Farmer’s being willing to teach workers is a key incentive for new staff, according to Cormac comes from a dairy farming background and has worked for several farms of varying sizes. He said it is important for many younger workers that there is an element of upskilling involved.

“If farmers are willing to teach staff how to carry out grass walks or are willing to bring them along to discussion groups, this will in my opinion entice workers to the farm,” he said at the conference.

Good facilities

In order to make the farm a more enjoyable place to work on, good facilities are a must according to the young Farm Assistant.

“It makes it that much easier to get up in the morning and workers can find themselves looking forward to work, I the farmers willing to invest in good facilities.”

One boss, not two

He also said that in farm partnerships or farmer and son operations, the instructions need to be clear and agreed among both parties, that one employer doesn’t work against the other.

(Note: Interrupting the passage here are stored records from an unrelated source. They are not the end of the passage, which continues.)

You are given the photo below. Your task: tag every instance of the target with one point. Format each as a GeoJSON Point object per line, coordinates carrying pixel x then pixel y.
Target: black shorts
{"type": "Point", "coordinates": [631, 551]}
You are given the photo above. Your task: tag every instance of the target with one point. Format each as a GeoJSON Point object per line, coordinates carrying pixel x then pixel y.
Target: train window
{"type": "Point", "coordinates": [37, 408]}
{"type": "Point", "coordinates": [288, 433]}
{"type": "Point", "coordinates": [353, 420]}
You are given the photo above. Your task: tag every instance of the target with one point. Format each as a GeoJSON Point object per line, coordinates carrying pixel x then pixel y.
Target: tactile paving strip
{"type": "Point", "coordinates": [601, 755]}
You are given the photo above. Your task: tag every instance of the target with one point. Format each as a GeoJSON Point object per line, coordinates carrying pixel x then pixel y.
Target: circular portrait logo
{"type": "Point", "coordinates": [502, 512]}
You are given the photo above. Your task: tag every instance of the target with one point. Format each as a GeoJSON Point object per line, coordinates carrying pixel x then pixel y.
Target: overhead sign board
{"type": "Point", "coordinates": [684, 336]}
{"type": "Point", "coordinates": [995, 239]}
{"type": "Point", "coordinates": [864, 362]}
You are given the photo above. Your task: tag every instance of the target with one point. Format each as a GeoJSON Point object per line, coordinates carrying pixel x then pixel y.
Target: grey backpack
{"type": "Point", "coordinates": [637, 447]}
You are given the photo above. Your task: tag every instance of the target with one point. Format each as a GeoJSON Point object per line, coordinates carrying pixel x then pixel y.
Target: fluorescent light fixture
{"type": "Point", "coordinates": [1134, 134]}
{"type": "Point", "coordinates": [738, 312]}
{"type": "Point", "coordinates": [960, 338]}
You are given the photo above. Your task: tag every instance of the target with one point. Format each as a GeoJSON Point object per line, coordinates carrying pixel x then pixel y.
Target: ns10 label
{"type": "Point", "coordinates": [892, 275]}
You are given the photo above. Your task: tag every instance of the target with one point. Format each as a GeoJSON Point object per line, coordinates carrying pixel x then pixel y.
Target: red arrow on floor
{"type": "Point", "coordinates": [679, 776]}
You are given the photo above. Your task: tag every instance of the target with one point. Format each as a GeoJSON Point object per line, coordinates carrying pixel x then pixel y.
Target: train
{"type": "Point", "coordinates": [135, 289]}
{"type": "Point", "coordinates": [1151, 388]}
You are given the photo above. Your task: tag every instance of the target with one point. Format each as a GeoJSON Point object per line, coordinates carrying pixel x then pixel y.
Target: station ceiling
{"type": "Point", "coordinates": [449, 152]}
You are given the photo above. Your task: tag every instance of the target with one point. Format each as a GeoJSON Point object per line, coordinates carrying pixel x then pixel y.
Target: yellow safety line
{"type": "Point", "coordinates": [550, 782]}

“Where there’s to bosses involved workers can sometimes get caught in the cross fire trying to keep them both happy. As long as there’s a clear understanding whose instructions to follow from the start there should be no problems.”


Cormac also said that increasing responsibilities outside the daily farm jobs on the farm for workers can help entice workers and retain them.

“Having responsibility for the calves for example and having the farmers trust can go a long way in keeping the workers happy.”


He also said that a simple acknowledgement of having a job well done can also keep workers happy at a work place.